Program assessments are conducted by professionals with varied skill sets: attorneys knowledgeable of the regulatory environment; auditors, who can apply a systematic approach; and compliance and ethics professionals, who have a deep understanding of program management issues. Each discipline working separately brings strengths and weaknesses to the evaluation process.

It is my experience that program assessments require a multidisciplinary approach so that the most reliable and valid findings can be made.

Lawyers bring technical expertise on compliance requirements, and performing the assessment under the direction of counsel may keep findings and recommendations confidential under privilege (though whether a legal privilege may apply is uncertain). Counsel can advise on disclosure obligations, their implications, and how to characterize the review’s findings in the final report to minimize legal risk in the disclosure. However, reviews by counsel can seem lacking in quantitative detail, and appreciation of operational challenges.

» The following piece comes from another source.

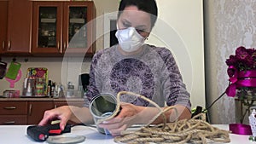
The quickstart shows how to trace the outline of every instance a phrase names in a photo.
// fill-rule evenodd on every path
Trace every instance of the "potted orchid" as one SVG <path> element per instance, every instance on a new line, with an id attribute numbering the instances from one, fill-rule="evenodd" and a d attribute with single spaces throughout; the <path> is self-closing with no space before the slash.
<path id="1" fill-rule="evenodd" d="M 256 99 L 256 49 L 243 46 L 236 49 L 236 54 L 226 60 L 230 85 L 228 96 L 239 99 Z"/>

Auditors, on the other hand, can bring a systematic methodology to the review though they need to be trained on the nuances of the compliance and ethics function. While compliance auditing and program assessment can borrow from traditional financial and operational audits, there are key distinctions that the auditor may not realize. They would also need to communicate with counsel if wrongdoing is identified during the assessment. My experience working with auditors is that many need more familiarity with concepts and practices being utilized by compliance professionals.

The company compliance office brings the most expertise to the table, yet they may not have the adequate resources to staff a formal audit of the compliance program. Utilizing internal audit or an outside resource adds a level of independence and objectivity to the program assessment.

In the SCCE survey, when asked who performs the assessment when one is done internally, over half of the respondents (56 percent) stated that members of the compliance and ethics department conduct it. The internal audit department was used by 21 percent, while others utilized members of legal (4 percent), human resources (2 percent), or others (17 percent).

Conducting the Program Assessment

Given the lack of standard measurement techniques, how should an audit of the program be approached? While techniques of compliance program evaluation are still evolving, there are several sound practices that organizations of all sizes can use to consider.

The internal auditor can start with tools utilized when conducting a review of the compliance environment (especially the “soft controls”) under Sarbanes-Oxley Section 404. This includes techniques for evaluating entity-level controls, the control environment, and fraud-control activities. The audit practitioner could apply an internal control reliability model with different levels of effectiveness (including initial, informal, systematic, integrated, and all the way up to optimized). Testing techniques typically include employee surveys, management inquiry, document review, and general computer controls.

A multidisciplinary approach with a mix of the qualitative and quantitative, rigorous science, and artful hunches, is what is needed to best inform whether the compliance and ethics program is truly effective. Since organizations have focused time, energy, and resources on designing, implementing, and improving compliance and ethics programs, it is indeed fair to assess whether all of this work is really working.